МОСКВА АРХЕОЛОГИЧЕСКАЯ
— На первом после своего переизбрания заседании Президиума Правительства Мэр Сергей Собянин сообщил, что госпрограммы развития города будут пересмотрены. В частности, будет учтена реставрация не менее 150 объектов культурного наследия ежегодно. Это много или мало?
— Это планомерная работа практической деятельности по сохранению объектов культурного наследия, не лихорадочная деятельность. Мы давно ее ведем вместе с Департаментом культуры, собираем и подготавливаем информацию. В начале, безусловно, объектов было гораздо больше, наблюдался всплеск. Сейчас мы вышли на указанную вами цифру, плюс-минус столько сооружений ежегодно нуждается в реставрации. Повторно они в этот перечень уже не войдут. Если только когда они обветшают, то нужно будет их поддерживать.
— Какая Москва вам больше по душе: старая или современная, «новая»?
— В жизни все неоднозначно. Мы, как археологи, сильно «опрокинуты» в прошлое.

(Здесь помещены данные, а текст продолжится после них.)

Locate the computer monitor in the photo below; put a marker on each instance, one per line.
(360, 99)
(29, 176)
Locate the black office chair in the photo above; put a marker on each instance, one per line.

Но без доли профессионального цинизма, как, например, у медиков, невозможно здраво его оценивать. И хотя душой мы там, все равно довлеет некая отрешенность и объективность. Любовь к тому или иному периоду не должна застилать взгляд.
На самом деле, я восхищен тем, как работает современное общество. Сложная, многогранная система, где все «шестеренки» цепляются друг за друга. Она не идеальная, но лучше, когда хаос приходит в систему, чем наоборот. Мне интересно работать на стыке прошлого и настоящего.

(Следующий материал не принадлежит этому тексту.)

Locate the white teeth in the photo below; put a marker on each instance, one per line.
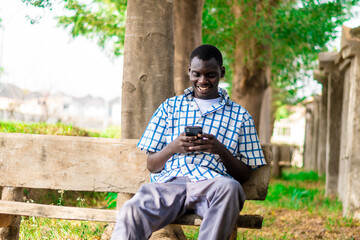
(203, 88)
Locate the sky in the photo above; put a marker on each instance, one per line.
(44, 57)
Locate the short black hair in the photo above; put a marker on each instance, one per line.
(206, 52)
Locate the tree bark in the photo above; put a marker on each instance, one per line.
(148, 63)
(251, 65)
(188, 35)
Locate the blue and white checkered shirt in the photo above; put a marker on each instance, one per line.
(230, 123)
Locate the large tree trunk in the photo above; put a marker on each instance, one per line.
(251, 65)
(148, 63)
(188, 29)
(148, 66)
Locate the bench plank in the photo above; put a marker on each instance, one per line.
(89, 164)
(71, 163)
(102, 215)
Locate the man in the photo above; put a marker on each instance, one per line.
(200, 174)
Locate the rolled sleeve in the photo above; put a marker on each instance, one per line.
(154, 136)
(250, 151)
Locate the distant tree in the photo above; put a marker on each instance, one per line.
(270, 42)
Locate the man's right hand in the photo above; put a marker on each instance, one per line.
(182, 144)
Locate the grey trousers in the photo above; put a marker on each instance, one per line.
(156, 205)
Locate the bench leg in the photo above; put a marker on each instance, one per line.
(121, 199)
(234, 234)
(11, 232)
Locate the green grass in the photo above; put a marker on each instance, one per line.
(46, 129)
(295, 203)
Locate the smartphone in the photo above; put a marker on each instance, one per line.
(193, 130)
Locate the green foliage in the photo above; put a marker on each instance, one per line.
(39, 3)
(111, 200)
(301, 176)
(282, 112)
(290, 33)
(44, 128)
(103, 20)
(43, 228)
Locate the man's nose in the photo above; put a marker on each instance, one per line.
(202, 78)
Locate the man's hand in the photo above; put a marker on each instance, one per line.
(183, 144)
(207, 143)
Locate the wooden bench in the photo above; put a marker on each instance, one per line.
(89, 164)
(281, 158)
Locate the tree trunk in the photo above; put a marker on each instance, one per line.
(188, 29)
(11, 232)
(251, 65)
(148, 63)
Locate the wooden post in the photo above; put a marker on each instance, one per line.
(11, 223)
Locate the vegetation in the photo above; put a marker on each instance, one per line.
(294, 208)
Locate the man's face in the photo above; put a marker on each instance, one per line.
(204, 77)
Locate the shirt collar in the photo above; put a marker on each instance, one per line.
(189, 95)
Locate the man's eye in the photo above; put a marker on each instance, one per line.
(196, 74)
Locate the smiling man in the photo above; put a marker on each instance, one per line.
(200, 174)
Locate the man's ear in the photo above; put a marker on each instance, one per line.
(222, 71)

— Мосгорнаследие участвует в наименовании территориальных единиц, улиц, станций метрополитена, организаций и других объектов города Москвы. Как это происходит?
— Недавно как раз провели заседание комиссии. Есть специальные принципы, работаем под руководством первого заместителя Мэра, анализируем поступающие предложения, слушаем муниципальных депутатов. В градостроительстве есть такое понятие, как «проектируемый проезд» — тот, что еще не имеет названия, без которого невозможно сдать строящийся дом. При необходимости мы формируем свои рекомендации, размещаем их на портале «Активный гражданин» — и что мне нравится, так это то, что москвичи все чаще стали слушать профессиональные советы. Оживленные дискуссии, столкновение мнений, сначала консенсуса нет. Все же в результате подбираются названия, соответствующие должным критериям. Политика наименований развивается, и, например, благодаря активной внешней политике Москва недавно получила сквер Абделькадера — алжирского политического деятеля, который в свое время спас наших дипломатов. Приезжал президент Алжира, участвовал в его открытии. Кстати, здесь действует принцип взаимности, и в другой стране тоже появляются территориальные единицы-побратимы.

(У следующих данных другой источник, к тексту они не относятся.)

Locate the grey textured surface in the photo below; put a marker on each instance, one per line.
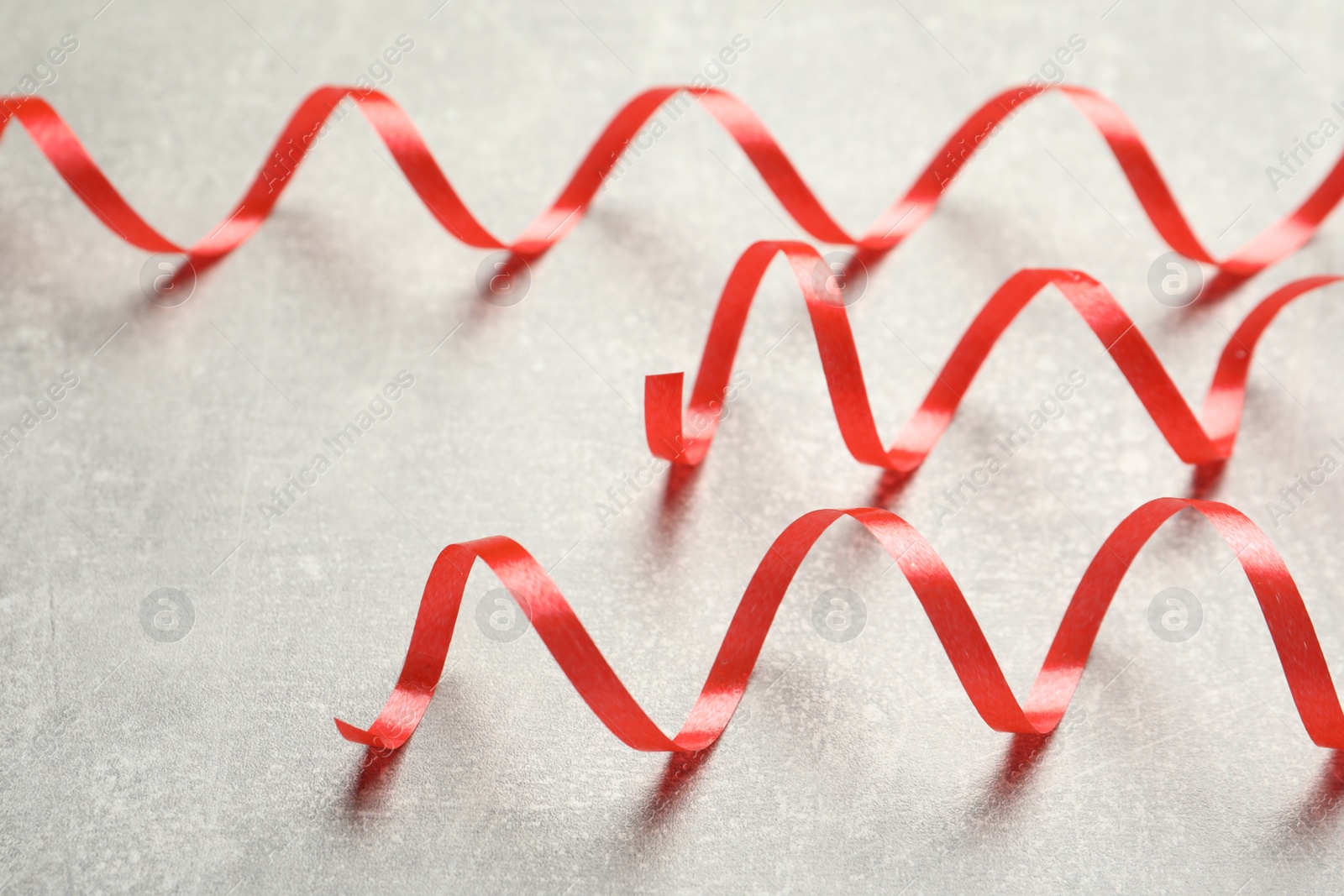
(210, 765)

— Столица недавно отметила свой день рождения. Однако, если учитывать найденные артефакты, она гораздо старше, не так ли? Сколько же, на ваш взгляд, ей лет?
— Меня часто критикуют, что я стремлюсь сделать Москву старше. Вряд ли мы найдем закладной камень, но традиция отсчитывать возраст городов по идее Карамзина, на мой взгляд, может быть пересмотрена. Дискуссия по этому вопросу не утихает, и, возможно, мы найдем способ доказать, что более ранние артефакты являются гарантией того, что в то время Москва уже была городом.
Условная дата, которая сейчас установлена в сентябре, дает жителям возможность еще раз задуматься о славной истории нашей столицы. Это прекрасно. Остальное оставим исследователям.